The last item is a great time to give special recognition to an associate complimented on a survey or for management to give praise to a deserving staff member. The daily huddle is also an opportunity to rotate short assigned presentations among staff, helping them to help grow more confident in speaking to a group; or a different staff member could be assigned to host each huddle and be responsible for its content.
Other initiatives to support communication within the group and grow the speaking and writing skills of staff include weekly staff meetings, especially with respect to discussing in an open manner any guest or property issues; a corporate newsletter; monthly associate celebrations, another excellent time for staff recognition; and the organization's web site and password protected Internet portal, which allows staff to review corporate policy, complete training updates or access human resources functions.
One last tip: many of us still believe in the intimacy of a hand-written note. A great example is having executives from the home office send a hand-written note (Snail mail, anyone!) with personalized comments to a property manager after a visit. Such gestures will be long treasured.
Focus on Getting Closer to Guests
Let's face it, in today's technology-driven world, in addition to brand and individual property guest surveys, the customer can offer immediate feedback on her or his experience at our hotels. More importantly, the feedback is available to everyone. In the past, our guests may have written a letter, completed a written guest survey or made a telephone call to share their comments. Now, everyone with access to the Internet can be made aware of such feedback on multiple travel or social media web sites. The potential audience is in the thousands, sometimes millions. Rate, comment and subscribe.
We welcome feedback, but how can we "answer back" in a way that fosters rapport?
Some useful approaches include taking advantage of the help most of the brands now give us through regularly updated summaries of guest satisfaction surveys, as well as comments on social media sites like Trip Advisor, Twitter or Facebook. We can review comments and respond accordingly, doing our best to patch up, as needed, any unsatisfactory experience reported by a customer.

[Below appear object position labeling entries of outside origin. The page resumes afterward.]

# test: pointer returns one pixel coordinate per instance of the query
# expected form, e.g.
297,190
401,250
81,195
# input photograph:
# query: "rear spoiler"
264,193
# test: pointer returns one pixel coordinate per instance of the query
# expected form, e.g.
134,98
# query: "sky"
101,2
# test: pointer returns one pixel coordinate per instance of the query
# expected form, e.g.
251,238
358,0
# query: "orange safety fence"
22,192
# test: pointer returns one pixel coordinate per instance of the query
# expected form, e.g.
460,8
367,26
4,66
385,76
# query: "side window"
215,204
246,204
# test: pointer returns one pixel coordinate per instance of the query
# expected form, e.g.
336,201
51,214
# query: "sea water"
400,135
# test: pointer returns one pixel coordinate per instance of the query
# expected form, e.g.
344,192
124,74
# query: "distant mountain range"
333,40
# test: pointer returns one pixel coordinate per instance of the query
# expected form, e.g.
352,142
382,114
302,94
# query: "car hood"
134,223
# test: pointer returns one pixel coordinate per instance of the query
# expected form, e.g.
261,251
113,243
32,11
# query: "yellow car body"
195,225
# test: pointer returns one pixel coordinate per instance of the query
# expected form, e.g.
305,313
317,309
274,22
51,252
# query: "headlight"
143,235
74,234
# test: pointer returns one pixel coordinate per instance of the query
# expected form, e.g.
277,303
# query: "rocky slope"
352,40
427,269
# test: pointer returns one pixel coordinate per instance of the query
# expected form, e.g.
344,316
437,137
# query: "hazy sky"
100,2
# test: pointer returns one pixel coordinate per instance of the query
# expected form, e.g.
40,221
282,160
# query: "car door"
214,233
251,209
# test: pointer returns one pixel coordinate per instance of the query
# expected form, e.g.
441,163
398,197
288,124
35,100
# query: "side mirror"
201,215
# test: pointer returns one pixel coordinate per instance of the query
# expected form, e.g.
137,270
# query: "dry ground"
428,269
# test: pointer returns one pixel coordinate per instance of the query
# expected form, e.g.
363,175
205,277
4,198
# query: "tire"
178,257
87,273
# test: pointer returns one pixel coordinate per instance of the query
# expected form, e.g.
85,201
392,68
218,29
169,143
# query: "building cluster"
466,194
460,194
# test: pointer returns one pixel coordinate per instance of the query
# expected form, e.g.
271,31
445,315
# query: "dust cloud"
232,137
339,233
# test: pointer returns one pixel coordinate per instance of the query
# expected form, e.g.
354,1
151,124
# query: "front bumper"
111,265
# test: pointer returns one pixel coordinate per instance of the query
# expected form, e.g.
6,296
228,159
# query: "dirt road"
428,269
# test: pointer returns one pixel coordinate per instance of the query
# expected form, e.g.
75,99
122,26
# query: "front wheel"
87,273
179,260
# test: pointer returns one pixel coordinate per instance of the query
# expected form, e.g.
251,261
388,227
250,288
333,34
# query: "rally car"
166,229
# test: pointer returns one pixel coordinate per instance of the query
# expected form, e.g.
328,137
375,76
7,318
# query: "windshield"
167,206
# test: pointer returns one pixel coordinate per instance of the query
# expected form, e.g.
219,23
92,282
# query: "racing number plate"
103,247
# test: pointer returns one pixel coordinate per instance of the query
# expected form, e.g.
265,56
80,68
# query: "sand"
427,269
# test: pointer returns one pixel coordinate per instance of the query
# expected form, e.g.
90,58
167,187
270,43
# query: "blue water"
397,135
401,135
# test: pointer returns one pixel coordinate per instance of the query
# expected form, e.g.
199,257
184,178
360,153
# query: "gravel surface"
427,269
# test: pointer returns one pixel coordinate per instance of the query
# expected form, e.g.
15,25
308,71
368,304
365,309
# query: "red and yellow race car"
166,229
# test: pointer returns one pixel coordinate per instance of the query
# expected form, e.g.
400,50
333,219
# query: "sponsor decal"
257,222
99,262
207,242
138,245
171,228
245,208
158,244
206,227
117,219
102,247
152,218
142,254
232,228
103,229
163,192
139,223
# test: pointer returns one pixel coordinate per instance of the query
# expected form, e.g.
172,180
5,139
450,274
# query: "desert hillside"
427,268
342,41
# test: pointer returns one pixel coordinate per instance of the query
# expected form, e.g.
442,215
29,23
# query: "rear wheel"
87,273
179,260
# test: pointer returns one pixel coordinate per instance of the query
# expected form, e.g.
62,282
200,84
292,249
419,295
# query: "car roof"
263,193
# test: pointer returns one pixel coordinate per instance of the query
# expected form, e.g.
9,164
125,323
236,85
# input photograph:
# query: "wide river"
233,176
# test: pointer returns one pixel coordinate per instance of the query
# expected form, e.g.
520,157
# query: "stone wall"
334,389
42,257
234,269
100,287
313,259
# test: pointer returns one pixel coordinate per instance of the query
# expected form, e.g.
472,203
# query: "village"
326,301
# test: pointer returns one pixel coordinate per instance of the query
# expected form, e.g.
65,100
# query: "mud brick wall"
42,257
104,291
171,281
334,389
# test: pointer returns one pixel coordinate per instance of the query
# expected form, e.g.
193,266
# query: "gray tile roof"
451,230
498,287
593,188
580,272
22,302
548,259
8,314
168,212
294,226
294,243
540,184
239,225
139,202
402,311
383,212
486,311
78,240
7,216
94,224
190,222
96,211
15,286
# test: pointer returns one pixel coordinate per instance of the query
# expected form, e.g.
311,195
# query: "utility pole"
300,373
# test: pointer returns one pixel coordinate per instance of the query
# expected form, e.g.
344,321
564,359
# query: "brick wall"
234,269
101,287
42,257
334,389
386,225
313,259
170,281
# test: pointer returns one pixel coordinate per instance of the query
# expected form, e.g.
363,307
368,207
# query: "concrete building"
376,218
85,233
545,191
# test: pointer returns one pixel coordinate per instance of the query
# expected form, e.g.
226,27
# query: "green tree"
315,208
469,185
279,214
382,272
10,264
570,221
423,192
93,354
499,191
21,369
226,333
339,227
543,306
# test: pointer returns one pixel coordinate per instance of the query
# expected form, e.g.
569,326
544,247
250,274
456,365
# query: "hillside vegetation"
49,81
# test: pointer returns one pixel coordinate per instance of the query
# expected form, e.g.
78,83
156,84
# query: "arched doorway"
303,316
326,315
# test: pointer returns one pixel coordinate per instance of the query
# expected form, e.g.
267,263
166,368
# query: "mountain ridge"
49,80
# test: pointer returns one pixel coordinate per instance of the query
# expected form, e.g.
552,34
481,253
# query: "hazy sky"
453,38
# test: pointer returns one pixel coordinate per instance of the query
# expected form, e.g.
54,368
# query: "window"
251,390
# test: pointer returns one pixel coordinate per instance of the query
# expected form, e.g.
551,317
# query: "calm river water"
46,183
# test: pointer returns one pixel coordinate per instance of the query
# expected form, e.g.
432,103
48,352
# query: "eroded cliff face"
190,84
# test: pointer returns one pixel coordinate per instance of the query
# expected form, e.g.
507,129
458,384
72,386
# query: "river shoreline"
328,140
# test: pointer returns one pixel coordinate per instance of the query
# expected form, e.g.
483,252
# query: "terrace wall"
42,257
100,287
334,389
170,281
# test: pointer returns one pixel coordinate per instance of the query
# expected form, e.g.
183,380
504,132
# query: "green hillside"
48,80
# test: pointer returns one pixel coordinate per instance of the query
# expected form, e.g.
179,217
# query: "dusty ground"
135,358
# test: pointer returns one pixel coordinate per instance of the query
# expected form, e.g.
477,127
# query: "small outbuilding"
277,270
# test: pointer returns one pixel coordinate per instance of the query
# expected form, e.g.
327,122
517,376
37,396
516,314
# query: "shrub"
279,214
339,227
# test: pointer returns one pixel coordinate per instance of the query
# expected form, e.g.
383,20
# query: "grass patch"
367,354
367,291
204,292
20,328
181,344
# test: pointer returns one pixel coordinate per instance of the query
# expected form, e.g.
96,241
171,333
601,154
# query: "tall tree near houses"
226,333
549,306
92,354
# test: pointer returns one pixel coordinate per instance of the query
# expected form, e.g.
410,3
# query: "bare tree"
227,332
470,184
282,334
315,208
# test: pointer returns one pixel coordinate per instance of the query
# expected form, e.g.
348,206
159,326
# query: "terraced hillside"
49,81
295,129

Another valuable approach is to chat up guests. Some hotels might make a quick call to a guest after check-in to make sure that everything is going well. Others call the guest the night before they check out. Of course, the newest trend is to text guests before they even arrive on property, thanking them for choosing our hotel and asking if they have any special requests. Breakfast is also a great time to interact with guests. Staff from other departments can help assigned breakfast staff to clean tables or pour coffee, as we get closer to our guests. Open-ended questions like "Are you enjoying your stay," or "If we could add one thing at the hotel, what would it be?" are great conversation starters.
Our Ultimate Communication Goal: Building Bridges
As organizations grow, the lines of connection between each other, our brand partners, our investors, our vendors and service people, our host communities and our guests can become stretched, maybe frayed. Strong and secure communications reinforce our purpose, which is to help all of us to be successful, personally, professionally and financially.
Within the organization, building bridges certainly begins, as suggested earlier, with stronger communication. By talking more frequently, we help create and sustain a culture of trust, breaking down any walls of misunderstanding or suspicion.
Great leaders are great communicators. So must be those who follow them and translate the organization's mission statement - and business plan - into real world action.